I was a slim, non drinking, no drugs, not smoking and a fit sort of person who excercised in moderation and breast fed my 2 kids. Yet I still got Breast cancer which was eventually diagnosed when I was 39 although I had had the lump investigated a few years before that.
But it all takes time. When you are undergoing the tests, treatments and ops you are too busy to actually sit back and reflect. Once the treatment is over you have time to ponder and realise what you have actually been through. I can honestly say that things do get better as you come to terms with it all.
I have a glasss or two of wine as the mood takes me or a G and T stiing in the garden. I eat dairy, meat and all the usual stuff. I have never been a ready meal sort of person nor do I buy jusnk food. Yet we eat well and I do like to cook and bake when i am well enough to do so. As I am using crutches at the moment My OH has taken over this roll for the meantime. I hope this helps. Take care, Val

Hi again
D and Val fantastic reading your posts…they really helped.
Val we are the very same here never buy procesed foods or ready meals…My husband would never allow it as he is a chef (and a rather excellent one).We always eat good fresh food BUT TOO MUCH OF IT…I need to learn portion control to be able to lose any weight.Not really being used to much excersice I recon to just start off walking would be good…do you agree?and then hey who knows RIO 2016…ERMMM MAYBE NOT!! hahaa
Thanks again
Kate x

Walking is good exercise, particularly if you put a bit of oomph into it, but even if you just go out for a stroll you can get the chance to breathe and switch off for a while, or give yourself time to think about stuff if that’s what you prefer to do. So even if you don’t lose an ounce, going out for a walk will still be good for you. Better if you have a dog or you can borrow one, as they stop you brooding on things by insisting you throw the ball/stick/toy/their favourite thing, and other dog owners nod and pass the time of day if you’re a regular. And if you’re on AIs, weight-bearing exercise like walking is good for your bones.

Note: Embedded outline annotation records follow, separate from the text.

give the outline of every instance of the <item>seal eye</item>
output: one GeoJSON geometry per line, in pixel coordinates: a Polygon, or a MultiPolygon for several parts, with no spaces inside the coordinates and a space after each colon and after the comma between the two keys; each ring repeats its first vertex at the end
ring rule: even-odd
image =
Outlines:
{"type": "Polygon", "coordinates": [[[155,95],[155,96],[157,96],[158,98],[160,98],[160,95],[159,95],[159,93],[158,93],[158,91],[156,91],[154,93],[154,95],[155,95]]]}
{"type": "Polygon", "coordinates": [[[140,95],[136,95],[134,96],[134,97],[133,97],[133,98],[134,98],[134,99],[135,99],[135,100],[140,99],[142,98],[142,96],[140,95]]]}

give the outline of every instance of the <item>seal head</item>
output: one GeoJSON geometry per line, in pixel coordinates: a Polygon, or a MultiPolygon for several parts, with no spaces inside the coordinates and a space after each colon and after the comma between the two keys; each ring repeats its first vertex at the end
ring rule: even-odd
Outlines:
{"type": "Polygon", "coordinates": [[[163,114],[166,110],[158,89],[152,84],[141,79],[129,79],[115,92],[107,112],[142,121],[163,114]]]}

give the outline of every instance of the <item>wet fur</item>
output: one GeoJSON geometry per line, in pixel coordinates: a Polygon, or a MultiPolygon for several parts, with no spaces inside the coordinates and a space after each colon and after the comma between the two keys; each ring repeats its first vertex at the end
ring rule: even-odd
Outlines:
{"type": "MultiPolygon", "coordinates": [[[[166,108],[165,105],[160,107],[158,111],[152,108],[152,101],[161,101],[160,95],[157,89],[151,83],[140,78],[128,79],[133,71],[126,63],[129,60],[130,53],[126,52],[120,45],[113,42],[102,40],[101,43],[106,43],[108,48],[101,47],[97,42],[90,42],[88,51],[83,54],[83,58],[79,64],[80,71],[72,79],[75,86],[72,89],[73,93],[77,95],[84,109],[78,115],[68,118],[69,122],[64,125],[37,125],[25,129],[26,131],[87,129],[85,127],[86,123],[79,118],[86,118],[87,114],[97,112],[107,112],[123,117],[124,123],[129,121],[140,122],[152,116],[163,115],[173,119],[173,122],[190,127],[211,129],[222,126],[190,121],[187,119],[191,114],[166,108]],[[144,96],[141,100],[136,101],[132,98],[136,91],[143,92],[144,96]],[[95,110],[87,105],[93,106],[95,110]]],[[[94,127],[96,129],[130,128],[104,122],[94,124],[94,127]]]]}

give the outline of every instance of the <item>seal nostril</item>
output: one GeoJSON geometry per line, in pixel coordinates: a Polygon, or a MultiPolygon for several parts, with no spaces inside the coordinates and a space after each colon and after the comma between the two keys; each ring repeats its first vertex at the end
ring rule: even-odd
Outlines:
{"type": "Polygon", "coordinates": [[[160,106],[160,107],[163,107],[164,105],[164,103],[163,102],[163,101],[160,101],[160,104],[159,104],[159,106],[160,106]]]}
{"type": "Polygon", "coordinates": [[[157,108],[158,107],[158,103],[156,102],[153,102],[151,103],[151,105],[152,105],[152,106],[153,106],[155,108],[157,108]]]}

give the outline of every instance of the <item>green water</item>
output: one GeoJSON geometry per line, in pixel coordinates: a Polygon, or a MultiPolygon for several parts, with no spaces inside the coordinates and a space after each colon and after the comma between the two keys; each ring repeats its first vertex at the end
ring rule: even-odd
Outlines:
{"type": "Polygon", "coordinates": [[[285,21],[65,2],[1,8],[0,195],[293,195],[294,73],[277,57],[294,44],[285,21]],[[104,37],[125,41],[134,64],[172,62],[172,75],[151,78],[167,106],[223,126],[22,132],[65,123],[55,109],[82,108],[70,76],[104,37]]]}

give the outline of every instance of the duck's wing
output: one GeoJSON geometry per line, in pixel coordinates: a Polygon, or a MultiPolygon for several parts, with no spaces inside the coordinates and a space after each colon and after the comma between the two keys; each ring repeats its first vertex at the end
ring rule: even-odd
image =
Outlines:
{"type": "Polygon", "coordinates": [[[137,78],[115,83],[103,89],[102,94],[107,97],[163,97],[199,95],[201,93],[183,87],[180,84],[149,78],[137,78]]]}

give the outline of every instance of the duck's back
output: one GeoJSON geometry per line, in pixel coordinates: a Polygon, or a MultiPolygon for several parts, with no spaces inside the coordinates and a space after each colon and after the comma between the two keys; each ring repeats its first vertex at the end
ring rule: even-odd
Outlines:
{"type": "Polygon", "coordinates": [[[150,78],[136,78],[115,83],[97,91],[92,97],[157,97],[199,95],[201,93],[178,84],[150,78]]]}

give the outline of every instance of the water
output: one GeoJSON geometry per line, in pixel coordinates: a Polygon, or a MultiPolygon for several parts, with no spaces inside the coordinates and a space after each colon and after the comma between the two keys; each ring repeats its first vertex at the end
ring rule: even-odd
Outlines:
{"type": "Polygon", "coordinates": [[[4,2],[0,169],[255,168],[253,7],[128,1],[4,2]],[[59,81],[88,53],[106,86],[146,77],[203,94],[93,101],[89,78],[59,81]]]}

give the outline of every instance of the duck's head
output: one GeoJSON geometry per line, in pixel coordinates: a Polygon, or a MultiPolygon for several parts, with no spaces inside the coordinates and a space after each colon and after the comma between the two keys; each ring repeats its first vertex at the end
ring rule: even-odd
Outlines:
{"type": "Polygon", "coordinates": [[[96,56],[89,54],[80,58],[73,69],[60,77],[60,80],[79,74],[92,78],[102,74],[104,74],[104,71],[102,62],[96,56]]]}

This thinking too much thing really is a bu***r though, isn’t it. I’d love not to think about BC but every hot flush brings it rushing back to the front of my mind. :frowning:

It’s a bit like the come-down after any stress. If you’re in the middle of moving house, or getting divorced, or shorter term if you have an argument or a shock, while you’re in the middle of it you just get on and deal with it as efficiently as you can. But afterwards you invariably have a reaction. This is physiological, an antidote to the adrenalin, and it has a physiological effect. You feel tired, perhaps wobbly, maybe tearful, and THAT’S NATURAL. And not something you can do a lot about, other than bear in mind that that feeling doesn’t have to last. One way to deal with that feeling is to talk about it, and you’re doing that right now, so don’t apologise for letting go on here, that’s the whole point. Because the people who read your post know just what you mean.

Rambling again, but you get the idea, I hope.


Thank you all for your kind and helpful advice. It does help to talk about it. Especially thank you, CM. I was divorced years ago and had forgotten how the resonances from that little nightmare went on for the longest time, and just when I thought I was over it something would bring it back and I’d be in tears again. The fact I’d forgotten that so completely kindof proves your point. Now I’m going for a walk!